By Nick Barber, Drexel University
Axial Seamount is a basaltic hotspot volcano on the Juan de Fuca Ridge. It is the most active submarine volcano in the Northeast Pacific, having had three eruptions over the past 20 years, the most recent in April 2015. Since September 2014, Axial has also been monitored by the Ocean Observatories Initiative (OOI) Cabled Array, a cabled network of instruments that includes seismometers, pressure recorders, tiltmeters, temperature probes, cameras, and other sensors. As part of on-going analysis of the real-time data from the OOI Cabled Array, I spent the summer of 2017 writing MATLAB scripts that formatted and plotted tilt data from Axial Seamount in user-defined time periods.
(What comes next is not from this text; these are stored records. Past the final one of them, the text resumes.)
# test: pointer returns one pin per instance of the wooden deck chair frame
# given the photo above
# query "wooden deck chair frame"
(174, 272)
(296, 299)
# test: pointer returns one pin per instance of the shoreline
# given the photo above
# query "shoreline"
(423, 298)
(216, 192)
I was also lucky enough to join one of the expeditions on board the research vessel. This information provides important insights into on-going surface deformation and the subsurface migration of magma before, during, and after eruptions. The plots can be integrated with seismic data to provide better constraints on magma chamber geometry and dike propagation in the caldera.
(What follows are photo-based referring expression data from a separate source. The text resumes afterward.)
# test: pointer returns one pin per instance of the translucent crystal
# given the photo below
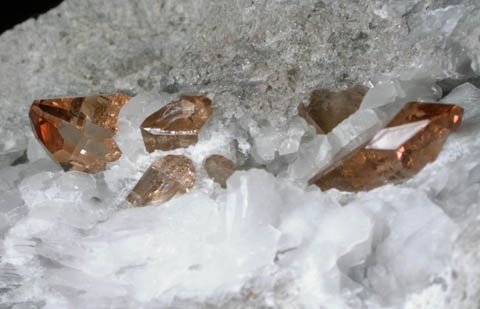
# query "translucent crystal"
(219, 169)
(177, 124)
(171, 175)
(410, 141)
(327, 108)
Nick Barber is a senior Geoscience major at Drexel University in Philadelphia, Pennsylvania, USA. His work at Drexel includes a number of projects using modern GIS, database, and programming tools to re-imagine the volume and stratigraphy of the Deccan Traps, Western India. This work is primarily supervised by Dr. Loÿc Vanderkluysen. Nick is also the recipient of the Goldwater and Hollings scholarships, with the latter funding his research at Axial Seamount with Dr. Bill Chadwick at NOAA’s Pacific Marine Environmental Laboratory in Newport, Oregon. Nick will be graduating this June and plans to start a PhD in Earth Science at the University of Cambridge, UK, working with Dr. Marie Edmonds.